Caren Beilin seemed to be incredible at layering surprising images together, resulting in scenes that walk the balance between frustratingly mundane and ridiculously surreal. So, I was excited to pick up Beilin’s new novel, “Sea Poison,” which came out this October.
“Sea, Poison,” was written in response to Shusaku Endo’s novel “The Sea and Poison.” While Endo wrote about Japanese vivisection experimentation on American prisoners of war during World War II, Beilin shifts her novel to reveal the horror of medical crime committed against women, from unnecessary hysterectomies motivated by insurance fraud to sexual assault and rape in gynecologic settings.
Running parallel to this story of medical corruption is the story of Cumin Baleen, a character who clearly represents Caren Beilin herself. Beilin invents a plot in which Baleen becomes the subject of a twisted experiment that gives her brain damage, leaving her unable to write complex sentences with multiple clauses. A corrupt hospital seeks to profit from her now spare, minimalist writing style.
Philadelphia is a fitting backdrop for the story of medical crime. Beilin repeatedly refers to it as a city of hospitals. She writes: “There is no actual sea in Philadelphia. Only a veritable sea of hospitals…There’s poison.” As Philadelphians, Beilin believes we cannot get out of “seeing poison.”
Throughout “Sea, Poison,” Beilin explores different constraints on her writing. Beilin wrote the chapter “A Manager” using what she refers to as a kind of mad-libs process. She took a section from Endo’s “The Sea and Poison,” and swapped out each word for one of her own, making sure to mirror the original syntactic structure of each sentence. Endo is known to be a writer with a simple and clear style, one that would naturally contrast with Beilin’s tendency toward complicated prose.
When Beilin made her visit to Haverford, she chose to read the chapter “A Manager,” explaining its origin as a replication of “The Sea and Poison,” though the version that was published in “Sea, Poison” had undergone many revisions. As Beilin read, she conveyed the humor that shines through in her writing, even on more violent and emotional subjects. She sang the lyrics to punk songs included in the text, explaining that she had to speak them when recording the audiobook, having the rights only to the lyrics and not the music.
In “Sea, Poison,” Beilin includes graphic descriptions of medical crimes committed against women. She includes the true story of hysterectomies used as forced sterilization in an ICE detention center in Georgia and the crimes of Javaid Perwaiz, an obstetrician-gynecologist who told women he was performing hysterectomies to save them from cancer, while he was really running an insurance scam.

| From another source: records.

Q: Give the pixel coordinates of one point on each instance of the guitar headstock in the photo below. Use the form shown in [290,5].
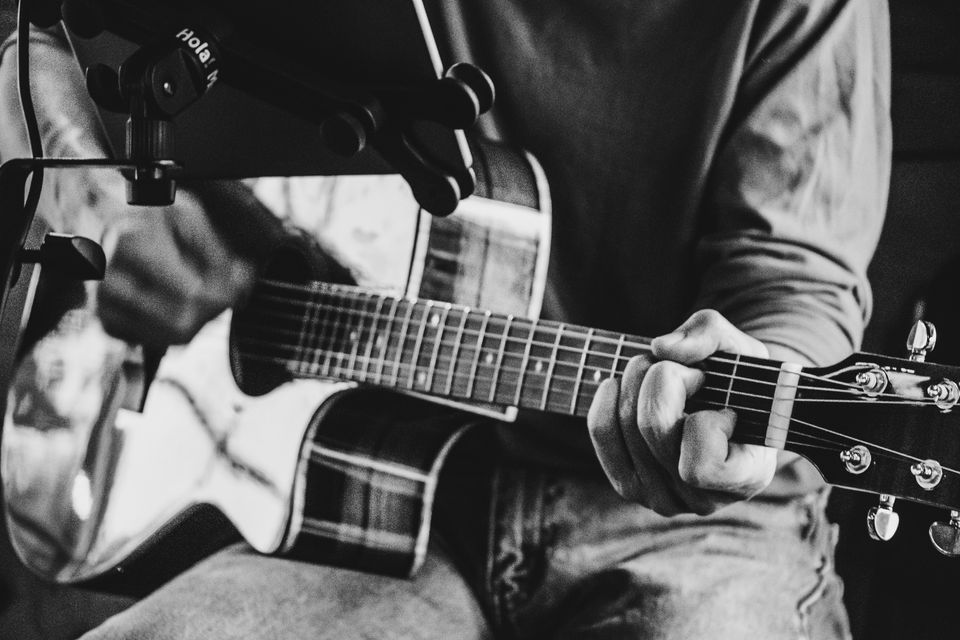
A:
[889,426]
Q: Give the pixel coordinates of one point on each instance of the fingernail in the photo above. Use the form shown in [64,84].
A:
[667,340]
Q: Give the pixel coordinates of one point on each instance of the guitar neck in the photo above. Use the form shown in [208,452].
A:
[452,351]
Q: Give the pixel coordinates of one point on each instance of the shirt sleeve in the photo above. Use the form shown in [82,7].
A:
[797,197]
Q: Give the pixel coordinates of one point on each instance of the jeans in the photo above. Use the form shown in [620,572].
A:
[532,553]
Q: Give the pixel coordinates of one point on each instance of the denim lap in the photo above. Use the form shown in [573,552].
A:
[605,569]
[565,558]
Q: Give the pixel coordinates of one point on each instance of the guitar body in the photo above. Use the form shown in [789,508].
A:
[108,455]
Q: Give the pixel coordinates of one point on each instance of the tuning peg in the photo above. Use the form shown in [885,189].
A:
[922,340]
[882,520]
[945,536]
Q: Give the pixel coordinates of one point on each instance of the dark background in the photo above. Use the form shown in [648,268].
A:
[898,589]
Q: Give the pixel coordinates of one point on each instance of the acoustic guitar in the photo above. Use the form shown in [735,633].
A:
[109,462]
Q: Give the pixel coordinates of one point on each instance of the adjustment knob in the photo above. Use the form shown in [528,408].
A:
[74,257]
[945,536]
[477,80]
[922,340]
[882,520]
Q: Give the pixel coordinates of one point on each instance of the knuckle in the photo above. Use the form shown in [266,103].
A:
[709,319]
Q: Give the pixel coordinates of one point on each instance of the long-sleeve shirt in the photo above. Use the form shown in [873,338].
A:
[731,154]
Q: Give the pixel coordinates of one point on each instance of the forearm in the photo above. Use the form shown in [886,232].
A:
[800,193]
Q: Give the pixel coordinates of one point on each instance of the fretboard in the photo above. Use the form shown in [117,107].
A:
[331,331]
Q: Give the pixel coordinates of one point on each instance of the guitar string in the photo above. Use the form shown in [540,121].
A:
[841,442]
[741,364]
[330,354]
[354,294]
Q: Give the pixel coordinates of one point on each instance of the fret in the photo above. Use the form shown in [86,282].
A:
[751,397]
[525,362]
[345,332]
[331,317]
[580,370]
[355,335]
[413,378]
[615,365]
[300,352]
[385,343]
[602,356]
[456,350]
[733,376]
[401,346]
[437,342]
[499,365]
[548,381]
[481,334]
[311,347]
[372,337]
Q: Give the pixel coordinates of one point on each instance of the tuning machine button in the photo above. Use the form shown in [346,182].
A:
[944,394]
[882,520]
[945,536]
[856,459]
[922,340]
[873,382]
[927,473]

How do we face these medical crimes? For Beilin, the answer seems to be accessible through exploration of literary styles, especially through constraints.
At the end of “Sea, Poison,” Beilin layers the hysterectomies and writing constraints together and begins writing without the letters “u, t, e, r, u, s.” Beilin, through the writing of her character Cumin Baleen, enacts the process of unnecessary hysterectomy against her own art. The writing constraint is another form of needless experimentation. However, by acting out this literary hysterectomy, Baleen is healed. The writing constraint brings about the novel’s resolution and a solution to the writer’s block imposed on the narrator by the surgery designed to alter her writing style.
In “Sea, Poison,” Beilin forces a confrontation with the reality of medical crime, and emerges from this vision of medical “poison” with the conclusion that what really matters is to describe experience, to bear witness, and see poison.